I could not decide upon which character to focus this final entry for Hamlet. Initially, I meant to write a bit more on our old friend the ghost. Then I toyed with the idea of covering the eternally popular Ophelia. At last, however, I have concluded that the most fitting end to this discussion is the same as the end of most others: the grave-digger.
The grave-digger in Act five offers the first spoken possibility that Ophelia committed suicide. I find his opinion a particular curiosity because he is the first character we encounter who is entirely outside the influence of the court. The increasing mania in Denmark's royal circle denies us any certainty in the events that take place among them.
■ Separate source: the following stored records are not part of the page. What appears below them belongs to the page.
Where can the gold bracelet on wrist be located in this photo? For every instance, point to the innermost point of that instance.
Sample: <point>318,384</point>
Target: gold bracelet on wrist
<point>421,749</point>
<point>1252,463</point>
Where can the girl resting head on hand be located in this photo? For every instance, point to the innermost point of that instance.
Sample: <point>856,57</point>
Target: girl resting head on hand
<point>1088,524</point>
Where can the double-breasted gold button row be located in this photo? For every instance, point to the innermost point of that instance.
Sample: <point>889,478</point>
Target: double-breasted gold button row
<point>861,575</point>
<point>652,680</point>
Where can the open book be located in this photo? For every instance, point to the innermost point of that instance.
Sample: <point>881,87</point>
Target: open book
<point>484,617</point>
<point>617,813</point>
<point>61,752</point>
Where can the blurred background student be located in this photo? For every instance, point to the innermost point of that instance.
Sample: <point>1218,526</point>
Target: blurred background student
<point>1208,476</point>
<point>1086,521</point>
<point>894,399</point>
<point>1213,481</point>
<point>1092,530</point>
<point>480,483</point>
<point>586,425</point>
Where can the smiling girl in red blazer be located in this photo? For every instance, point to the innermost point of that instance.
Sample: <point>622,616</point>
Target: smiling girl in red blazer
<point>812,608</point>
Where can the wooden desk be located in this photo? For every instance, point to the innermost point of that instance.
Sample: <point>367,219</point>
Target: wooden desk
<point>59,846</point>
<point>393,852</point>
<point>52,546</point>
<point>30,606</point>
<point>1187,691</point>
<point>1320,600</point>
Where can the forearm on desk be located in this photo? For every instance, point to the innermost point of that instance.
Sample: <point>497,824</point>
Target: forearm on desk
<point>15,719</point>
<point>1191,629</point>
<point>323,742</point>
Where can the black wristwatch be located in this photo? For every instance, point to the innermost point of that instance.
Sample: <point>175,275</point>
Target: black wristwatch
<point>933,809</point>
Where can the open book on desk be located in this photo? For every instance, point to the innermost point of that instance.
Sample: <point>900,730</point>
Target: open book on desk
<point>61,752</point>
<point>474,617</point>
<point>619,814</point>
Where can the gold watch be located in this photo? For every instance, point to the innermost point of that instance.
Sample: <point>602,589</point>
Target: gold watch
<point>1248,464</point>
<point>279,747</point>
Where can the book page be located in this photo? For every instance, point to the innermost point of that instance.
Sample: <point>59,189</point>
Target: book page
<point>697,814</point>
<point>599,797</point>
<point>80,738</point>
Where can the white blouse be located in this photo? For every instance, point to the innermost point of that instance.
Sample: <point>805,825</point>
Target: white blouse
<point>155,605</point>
In fact, the general tone is so strongly uncertain (and that comes very near to being an oxymoron) that we find our own sanity tremulous as it pertains to this story that sweeps us into itself. If Hamlet's murder of Polonius is the point at which he passes beyond all hope of redemption, Ophelia's madness is that same point for the story as a whole. When innocence becomes corrupt, the final net gives way. But at that point we are too bewildered by the ironies of despair to recognize the trap. The grave-digger, speaking as an unaffected observer, pulls us from this reverie into a world that will outlive our own minds.
As closely associated with death as he is, the grave-digger is scarcely affected by it. He chucks up skulls with good humor, no less alive for the reminder of his eventual fate. Hamlet may touch on a key point when he admits, "'Tis e'en so, the hand of little employment hath the daintier sense." He and his companions deal with little in the way of physical labors, so their minds are free to run themselves to distraction, while the grave-digger's more intimate connection to the natural world keeps him firmly grounded in its patterns. The grave-digger is the antithesis of the ghost. He does not muse; his riddles have answers. Death to him is not an unknown, but a physical absolute. That is all. He is real and solid and willing to let the world run as it will.
To call Ophelia's death an accident is to say that it was inevitable, but we know that was not the case. Hamlet, Laertes, Claudius - all are consumed by abstracted emotion, whether of their own accord or misleading by others, and because there is no certain protection against abstracts, they bind themselves to helplessness. The grave-digger is familiar with death, so it does not frighten him. Hamlet, on the other hand, has only his fantasies - his ghosts - to satisfy his morbid curiosity. The results of his brooding are, unfortunately, far more real than any of the quandaries themselves. It is easy in the world of the mind to create one's own lonely universe, but that does not stop the real one from following its usual course.